Колчаковская контрразведка – еще другая комната. В той письменный стол в зеленом сукне и бумагах. За столом капитан или полковник с надушенными усами, всегда вежливый, всегда деликатный – тушит папиросы о физиономии допрашиваемых и подписывает смертные приговоры.
Ну, вот вам и белая сорочка Маркса, брезгливый диван, чопорная чистота безделушек на столе.
Ну да, да, да, да, да… Да… Да… Да… Но… Но и но…
Сладко пуле – в лоб зверя. Но червя раздавить?

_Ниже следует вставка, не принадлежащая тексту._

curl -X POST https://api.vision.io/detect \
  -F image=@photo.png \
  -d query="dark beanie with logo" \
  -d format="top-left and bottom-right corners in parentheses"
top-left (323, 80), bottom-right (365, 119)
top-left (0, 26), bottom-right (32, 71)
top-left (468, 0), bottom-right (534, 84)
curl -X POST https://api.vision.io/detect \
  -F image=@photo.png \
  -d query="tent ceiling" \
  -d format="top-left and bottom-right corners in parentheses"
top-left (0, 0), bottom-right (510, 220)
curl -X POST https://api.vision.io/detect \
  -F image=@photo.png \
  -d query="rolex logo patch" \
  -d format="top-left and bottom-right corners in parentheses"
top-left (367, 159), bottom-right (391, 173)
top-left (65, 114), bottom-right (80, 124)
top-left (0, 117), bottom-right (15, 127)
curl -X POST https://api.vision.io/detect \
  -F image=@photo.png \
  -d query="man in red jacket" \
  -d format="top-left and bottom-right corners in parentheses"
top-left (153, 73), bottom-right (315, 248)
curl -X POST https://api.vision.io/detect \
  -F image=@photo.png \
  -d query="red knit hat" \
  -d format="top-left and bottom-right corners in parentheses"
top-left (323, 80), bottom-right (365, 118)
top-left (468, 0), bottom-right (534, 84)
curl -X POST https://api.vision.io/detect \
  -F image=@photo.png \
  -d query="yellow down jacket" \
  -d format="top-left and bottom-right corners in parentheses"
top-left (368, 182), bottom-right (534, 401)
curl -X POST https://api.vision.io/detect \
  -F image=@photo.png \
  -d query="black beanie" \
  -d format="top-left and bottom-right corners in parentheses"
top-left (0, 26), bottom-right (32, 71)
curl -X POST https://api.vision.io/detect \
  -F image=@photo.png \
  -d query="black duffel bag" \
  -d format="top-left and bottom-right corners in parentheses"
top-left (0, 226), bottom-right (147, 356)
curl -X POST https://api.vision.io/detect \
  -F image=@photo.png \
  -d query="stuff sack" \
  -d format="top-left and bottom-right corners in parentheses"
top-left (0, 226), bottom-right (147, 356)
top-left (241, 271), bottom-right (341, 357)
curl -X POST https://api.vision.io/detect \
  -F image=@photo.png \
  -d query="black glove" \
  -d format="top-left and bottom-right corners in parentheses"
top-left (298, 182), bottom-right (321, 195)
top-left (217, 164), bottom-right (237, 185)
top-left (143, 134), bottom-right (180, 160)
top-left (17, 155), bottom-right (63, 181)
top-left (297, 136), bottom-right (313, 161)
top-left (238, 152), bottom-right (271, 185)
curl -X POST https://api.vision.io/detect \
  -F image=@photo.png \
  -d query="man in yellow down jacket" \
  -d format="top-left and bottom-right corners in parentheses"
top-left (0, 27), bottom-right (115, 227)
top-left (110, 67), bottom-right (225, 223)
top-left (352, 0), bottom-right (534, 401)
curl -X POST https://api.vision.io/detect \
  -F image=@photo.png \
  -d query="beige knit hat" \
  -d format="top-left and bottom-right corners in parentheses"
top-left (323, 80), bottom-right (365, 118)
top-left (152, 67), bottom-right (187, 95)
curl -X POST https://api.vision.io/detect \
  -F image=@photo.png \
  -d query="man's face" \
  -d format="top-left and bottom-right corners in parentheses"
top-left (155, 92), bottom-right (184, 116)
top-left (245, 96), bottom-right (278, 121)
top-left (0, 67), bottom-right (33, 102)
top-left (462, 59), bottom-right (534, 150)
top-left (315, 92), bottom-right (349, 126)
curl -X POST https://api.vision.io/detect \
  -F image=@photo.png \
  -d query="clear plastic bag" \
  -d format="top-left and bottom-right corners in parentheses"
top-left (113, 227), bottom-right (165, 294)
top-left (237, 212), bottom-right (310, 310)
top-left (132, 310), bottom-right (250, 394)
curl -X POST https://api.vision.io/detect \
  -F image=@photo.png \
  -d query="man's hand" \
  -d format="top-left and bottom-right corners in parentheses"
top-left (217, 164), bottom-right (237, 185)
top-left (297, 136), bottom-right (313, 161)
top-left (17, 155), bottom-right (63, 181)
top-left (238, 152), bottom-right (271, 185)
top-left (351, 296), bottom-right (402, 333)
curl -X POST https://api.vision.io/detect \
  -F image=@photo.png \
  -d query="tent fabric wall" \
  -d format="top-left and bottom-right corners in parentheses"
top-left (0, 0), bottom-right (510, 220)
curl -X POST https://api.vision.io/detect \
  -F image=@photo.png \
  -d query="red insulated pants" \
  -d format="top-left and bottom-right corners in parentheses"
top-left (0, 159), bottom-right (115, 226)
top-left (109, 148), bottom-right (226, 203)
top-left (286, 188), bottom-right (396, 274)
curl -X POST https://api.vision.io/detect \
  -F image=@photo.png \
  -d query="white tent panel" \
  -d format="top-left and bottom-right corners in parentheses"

Когда их сотни, тысячи хрустят под ногами и кровавый гной брызжет на сапоги, на руки, на лицо.
А Она не идея. Она – живой организм. Она – великая беременная баба. Она баба, которая вынашивает своего ребенка, которая должна родить.
Да… Да… Да…
Но для воспитанных на римских тогах и православных рясах Она, конечно, бесплотная, бесплодная богиня с мертвыми античными или библейскими чертами лица в античной или библейской хламиде. Иногда даже на революционных знаменах и плакатах Ее так изображают.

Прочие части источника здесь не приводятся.